L’examen des produits, comparés aux charges de l’association constitue souvent un indicateur précieux pour l’analyse financière.

Les financements d’origine publique

Le recours à des financements publics par les associations est une donnée de leur gestion importante qui, dans le cadre d’une analyse financière, fait l’objet d’un examen attentif. Il convient tout d’abord, s’agissant des financements d’exploitation :

–   de déterminer leur contribution à la couverture des charges ou, en d’autres termes, d’évaluer leur importance relative pour se faire une idée de la dépendance économique de l’association vis-à-vis d’une ou plusieurs collectivités publiques ;

–   d’essayer de mesurer leur récurrence, étant précisé qu’une association d’une taille suffisante est tentée de développer une logique d’entreprise visant au maintien de ses activités consommatrices de ressources, même si ses bailleurs de fonds connaissent des périodes de restrictions budgétaires.

Il s’agit ensuite d’examiner les conditions d’octroi de fonds par les collectivités. Il est très fréquent qu’une collectivité accorde un ou plusieurs financements à une association pour une ou plusieurs activités nettement définies.
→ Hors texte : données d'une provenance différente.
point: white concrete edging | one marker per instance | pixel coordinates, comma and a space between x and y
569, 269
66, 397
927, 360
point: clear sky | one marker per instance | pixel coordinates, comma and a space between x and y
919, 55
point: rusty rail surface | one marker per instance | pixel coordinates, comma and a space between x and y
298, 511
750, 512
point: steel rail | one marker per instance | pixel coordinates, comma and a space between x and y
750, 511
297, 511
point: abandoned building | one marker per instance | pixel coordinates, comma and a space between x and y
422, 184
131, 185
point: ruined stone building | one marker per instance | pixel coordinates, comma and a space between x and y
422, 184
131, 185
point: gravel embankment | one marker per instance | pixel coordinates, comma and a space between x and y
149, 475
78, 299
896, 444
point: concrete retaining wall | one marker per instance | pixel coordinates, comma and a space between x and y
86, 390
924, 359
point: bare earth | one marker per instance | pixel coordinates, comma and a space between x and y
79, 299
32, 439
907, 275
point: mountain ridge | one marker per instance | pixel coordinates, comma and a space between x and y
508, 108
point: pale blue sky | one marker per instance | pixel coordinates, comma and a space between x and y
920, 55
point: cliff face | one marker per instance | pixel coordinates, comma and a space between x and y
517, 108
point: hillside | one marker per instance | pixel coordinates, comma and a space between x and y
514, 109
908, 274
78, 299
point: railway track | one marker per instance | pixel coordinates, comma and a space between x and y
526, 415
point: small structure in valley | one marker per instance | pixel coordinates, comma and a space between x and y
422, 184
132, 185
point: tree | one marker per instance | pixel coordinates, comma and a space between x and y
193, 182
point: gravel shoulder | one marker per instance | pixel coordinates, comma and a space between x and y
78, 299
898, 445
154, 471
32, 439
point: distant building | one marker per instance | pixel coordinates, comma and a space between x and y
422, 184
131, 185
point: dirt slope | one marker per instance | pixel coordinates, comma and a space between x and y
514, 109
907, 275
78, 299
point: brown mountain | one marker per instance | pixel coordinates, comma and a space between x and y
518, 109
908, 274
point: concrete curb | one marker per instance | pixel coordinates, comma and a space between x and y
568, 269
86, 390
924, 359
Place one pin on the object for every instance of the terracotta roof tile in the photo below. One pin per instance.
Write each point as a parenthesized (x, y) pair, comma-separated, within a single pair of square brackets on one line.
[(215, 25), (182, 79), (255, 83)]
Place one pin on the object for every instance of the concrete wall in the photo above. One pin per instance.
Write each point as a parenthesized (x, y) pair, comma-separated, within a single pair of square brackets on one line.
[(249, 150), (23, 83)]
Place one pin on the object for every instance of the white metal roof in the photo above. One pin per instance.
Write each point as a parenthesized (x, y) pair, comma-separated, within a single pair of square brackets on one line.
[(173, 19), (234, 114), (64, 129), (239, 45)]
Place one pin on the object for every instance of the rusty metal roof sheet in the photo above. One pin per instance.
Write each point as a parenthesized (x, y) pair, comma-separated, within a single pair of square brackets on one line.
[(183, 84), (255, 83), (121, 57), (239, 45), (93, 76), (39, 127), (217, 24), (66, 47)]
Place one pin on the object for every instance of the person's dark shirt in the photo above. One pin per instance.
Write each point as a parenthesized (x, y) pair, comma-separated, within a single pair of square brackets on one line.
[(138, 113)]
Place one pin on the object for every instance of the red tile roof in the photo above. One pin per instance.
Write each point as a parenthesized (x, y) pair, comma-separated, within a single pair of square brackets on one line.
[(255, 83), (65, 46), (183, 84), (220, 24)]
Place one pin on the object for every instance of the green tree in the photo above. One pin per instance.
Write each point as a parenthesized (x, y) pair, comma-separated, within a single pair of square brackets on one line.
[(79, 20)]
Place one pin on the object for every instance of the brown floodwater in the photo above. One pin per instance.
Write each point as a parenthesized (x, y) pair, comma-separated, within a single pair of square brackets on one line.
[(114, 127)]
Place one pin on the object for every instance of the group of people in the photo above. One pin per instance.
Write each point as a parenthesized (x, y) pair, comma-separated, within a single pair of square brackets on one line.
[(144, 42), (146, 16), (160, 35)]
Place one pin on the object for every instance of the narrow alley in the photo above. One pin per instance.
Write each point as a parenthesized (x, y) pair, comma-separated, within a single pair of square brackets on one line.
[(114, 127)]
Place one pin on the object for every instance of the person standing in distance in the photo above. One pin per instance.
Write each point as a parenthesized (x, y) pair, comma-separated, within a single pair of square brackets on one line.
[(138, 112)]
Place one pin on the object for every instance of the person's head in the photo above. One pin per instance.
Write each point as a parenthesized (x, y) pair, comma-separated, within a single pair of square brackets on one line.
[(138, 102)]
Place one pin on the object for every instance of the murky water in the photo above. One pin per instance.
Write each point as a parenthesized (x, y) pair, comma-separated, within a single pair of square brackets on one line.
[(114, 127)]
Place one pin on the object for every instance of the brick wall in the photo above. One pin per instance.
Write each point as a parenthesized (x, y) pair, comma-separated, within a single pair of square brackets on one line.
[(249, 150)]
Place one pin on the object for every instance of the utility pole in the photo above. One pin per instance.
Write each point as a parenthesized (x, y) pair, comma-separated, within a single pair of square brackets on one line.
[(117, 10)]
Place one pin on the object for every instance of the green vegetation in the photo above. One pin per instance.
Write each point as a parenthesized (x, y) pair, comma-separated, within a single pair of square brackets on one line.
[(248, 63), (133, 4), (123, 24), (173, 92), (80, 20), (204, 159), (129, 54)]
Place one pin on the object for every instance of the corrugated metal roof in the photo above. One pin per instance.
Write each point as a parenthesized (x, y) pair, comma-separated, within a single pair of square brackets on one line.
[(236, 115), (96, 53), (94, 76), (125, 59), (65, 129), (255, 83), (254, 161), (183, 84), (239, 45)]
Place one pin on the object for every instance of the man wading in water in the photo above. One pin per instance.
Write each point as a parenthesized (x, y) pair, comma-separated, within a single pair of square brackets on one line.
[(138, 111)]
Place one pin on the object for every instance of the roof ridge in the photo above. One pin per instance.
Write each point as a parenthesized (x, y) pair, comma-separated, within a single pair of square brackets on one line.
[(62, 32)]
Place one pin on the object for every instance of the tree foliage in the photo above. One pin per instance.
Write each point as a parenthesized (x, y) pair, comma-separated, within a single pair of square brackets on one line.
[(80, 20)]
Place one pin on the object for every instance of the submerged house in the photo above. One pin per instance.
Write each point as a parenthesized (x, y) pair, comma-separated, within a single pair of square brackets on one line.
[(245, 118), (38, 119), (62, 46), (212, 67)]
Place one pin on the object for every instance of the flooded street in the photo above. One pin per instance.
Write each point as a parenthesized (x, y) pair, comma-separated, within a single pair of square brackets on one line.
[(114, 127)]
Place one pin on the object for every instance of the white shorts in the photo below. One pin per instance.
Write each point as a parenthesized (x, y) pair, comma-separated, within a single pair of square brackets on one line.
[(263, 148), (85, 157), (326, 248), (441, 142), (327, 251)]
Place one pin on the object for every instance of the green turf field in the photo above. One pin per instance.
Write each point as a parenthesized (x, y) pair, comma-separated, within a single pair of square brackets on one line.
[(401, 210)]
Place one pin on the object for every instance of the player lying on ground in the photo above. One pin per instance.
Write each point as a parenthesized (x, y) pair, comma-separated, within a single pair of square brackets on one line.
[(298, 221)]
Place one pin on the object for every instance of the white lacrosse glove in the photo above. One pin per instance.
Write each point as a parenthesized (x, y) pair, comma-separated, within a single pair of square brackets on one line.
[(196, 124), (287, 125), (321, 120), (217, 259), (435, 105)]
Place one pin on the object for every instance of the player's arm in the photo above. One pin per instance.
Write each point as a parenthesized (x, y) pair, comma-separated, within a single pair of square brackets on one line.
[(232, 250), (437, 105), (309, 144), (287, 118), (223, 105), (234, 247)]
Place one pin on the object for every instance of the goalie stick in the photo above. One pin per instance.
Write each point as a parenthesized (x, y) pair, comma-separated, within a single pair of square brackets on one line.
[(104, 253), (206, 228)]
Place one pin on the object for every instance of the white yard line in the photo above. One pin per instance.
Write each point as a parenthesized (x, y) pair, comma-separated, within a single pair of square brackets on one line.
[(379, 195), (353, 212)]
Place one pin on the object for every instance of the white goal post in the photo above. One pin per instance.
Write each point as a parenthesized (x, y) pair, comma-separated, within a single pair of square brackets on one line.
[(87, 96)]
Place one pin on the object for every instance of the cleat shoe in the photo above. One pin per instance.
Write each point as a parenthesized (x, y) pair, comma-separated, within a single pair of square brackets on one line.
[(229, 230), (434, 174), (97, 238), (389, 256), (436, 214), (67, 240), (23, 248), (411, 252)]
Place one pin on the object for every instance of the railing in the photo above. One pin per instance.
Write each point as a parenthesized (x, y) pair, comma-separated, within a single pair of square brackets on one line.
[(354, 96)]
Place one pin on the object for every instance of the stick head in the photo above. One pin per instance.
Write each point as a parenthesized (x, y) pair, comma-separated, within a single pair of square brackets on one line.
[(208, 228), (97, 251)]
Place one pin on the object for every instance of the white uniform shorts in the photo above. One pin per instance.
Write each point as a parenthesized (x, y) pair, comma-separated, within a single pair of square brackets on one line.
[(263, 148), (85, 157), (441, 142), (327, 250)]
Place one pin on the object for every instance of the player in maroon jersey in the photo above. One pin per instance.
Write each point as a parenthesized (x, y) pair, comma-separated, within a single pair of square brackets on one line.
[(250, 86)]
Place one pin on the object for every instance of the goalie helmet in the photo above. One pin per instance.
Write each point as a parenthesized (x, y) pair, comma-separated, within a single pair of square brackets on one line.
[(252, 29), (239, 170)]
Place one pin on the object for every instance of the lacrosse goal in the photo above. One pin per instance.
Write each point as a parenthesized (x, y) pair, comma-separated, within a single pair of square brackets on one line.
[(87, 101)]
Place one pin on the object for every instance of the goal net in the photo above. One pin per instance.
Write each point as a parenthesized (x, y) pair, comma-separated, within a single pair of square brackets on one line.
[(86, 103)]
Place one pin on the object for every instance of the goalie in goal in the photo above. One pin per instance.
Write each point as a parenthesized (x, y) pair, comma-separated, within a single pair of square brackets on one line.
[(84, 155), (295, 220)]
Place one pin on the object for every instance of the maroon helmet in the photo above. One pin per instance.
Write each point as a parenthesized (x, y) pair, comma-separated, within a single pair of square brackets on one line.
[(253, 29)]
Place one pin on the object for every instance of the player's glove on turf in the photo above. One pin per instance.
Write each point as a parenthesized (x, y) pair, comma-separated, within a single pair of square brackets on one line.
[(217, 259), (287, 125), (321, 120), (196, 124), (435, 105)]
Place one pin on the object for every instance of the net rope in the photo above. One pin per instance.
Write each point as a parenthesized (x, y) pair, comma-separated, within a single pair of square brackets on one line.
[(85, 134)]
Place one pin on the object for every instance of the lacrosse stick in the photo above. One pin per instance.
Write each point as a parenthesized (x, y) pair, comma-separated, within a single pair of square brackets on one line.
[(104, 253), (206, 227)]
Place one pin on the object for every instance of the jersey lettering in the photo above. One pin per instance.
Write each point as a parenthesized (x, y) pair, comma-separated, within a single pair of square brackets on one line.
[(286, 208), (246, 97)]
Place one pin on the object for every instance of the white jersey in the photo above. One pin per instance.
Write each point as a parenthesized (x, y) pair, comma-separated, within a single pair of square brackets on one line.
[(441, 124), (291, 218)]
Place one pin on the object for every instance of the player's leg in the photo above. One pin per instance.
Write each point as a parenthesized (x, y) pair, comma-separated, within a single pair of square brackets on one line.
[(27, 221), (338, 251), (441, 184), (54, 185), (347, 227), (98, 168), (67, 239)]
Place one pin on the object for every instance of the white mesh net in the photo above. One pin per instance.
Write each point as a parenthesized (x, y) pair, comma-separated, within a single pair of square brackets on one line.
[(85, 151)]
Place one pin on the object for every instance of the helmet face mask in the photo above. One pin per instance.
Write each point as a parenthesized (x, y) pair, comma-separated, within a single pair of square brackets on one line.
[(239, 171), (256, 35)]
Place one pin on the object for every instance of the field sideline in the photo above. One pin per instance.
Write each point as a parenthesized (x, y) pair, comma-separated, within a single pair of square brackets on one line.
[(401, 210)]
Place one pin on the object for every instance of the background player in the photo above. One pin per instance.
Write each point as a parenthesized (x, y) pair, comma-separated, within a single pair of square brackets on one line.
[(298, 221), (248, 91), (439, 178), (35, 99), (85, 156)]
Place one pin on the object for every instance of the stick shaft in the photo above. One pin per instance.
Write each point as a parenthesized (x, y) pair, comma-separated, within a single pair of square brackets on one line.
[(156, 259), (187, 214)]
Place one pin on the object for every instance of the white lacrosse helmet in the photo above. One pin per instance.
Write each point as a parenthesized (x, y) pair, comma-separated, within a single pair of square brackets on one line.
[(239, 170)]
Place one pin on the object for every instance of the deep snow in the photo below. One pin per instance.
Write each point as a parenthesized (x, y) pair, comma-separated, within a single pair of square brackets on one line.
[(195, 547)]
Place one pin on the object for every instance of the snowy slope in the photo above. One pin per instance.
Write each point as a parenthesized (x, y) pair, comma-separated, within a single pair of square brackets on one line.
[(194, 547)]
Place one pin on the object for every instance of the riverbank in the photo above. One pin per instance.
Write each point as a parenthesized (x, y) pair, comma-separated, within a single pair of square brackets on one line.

Si les missions confiées à l’association en contrepartie des fonds versés ne sont pas assumées, le versement de fonds peut être remis en cause même s’ils ont été, au moins en trésorerie, consommés.

Enfin une association ne peut constater le caractère définitif d’un financement public et donc en enregistrer le produit dans ses livres que si les procédures et formalités, internes à la collectivité, ont été respectées et accomplies. À titre d’exemple, il faut rappeler, dans le cas d’une subvention d’exploitation accordée par une commune, que la seule délibération du conseil municipal peut s’avérer inopérante si elle ne comporte pas une inscription budgétaire et si son dénouement en trésorerie tarde. Il faut donc porter son attention sur les comptes de créances sur les collectivités publiques pour des financements restant à percevoir dans le double but :

–   de s’assurer que les conditions sont réunies pour qu’elles soient certaines et non pas à déprécier ;

–   de mesurer, sur la trésorerie de l’association, les conséquences des délais de versement des fonds par les collectivités publiques.

La localisation des risques financiers

Un des objets de l’analyse financière peut consister à identifier qui assume le risque de défaillance de l’association, étant rappelé qu’elles relèvent des procédures collectives. Une telle recherche suppose un examen attentif, outre des points mentionnés plus haut, des garanties :

–   que l’association a reçues ; sont visées ici non seulement les garanties directement données à l’association, mais aussi celles consenties à ses partenaires ou créanciers : il s’agit notamment les garanties d’emprunts des collectivités territoriales ;

–   que l’association a consenties.

En fonction des constatations qui auront été effectuées, il sera alors possible d’envisager la défaillance de l’association et de localiser ce risque :

–   chez ses partenaires, au sens large du terme ;

il peut s’agir des prêteurs de fonds qui n’auraient pas obtenu des garanties suffisantes, mais aussi et surtout, s’agissant de financements d’investissements consentis, des garants tels que les collectivités territoriales ;

pour l’exploitation, en l’absence de garantie d’équilibre pleinement opérante, notamment en raison de leur validité juridique, ce sont les créanciers de l’association qui en supporteront la défaillance : les fournisseurs sont bien entendu particulièrement visés ;

–   en tout ou partie, chez ses dirigeants ;

il faut noter que la responsabilité des dirigeants – de droit ou de fait – d’associations défaillantes ne peut être écartée.

Enfin, et ce point ne saurait être négligé, parmi les victimes d’une éventuelle défaillance de l’association figurent ses usagers, dès lors que son activité correspond véritablement à une mission d’intérêt général.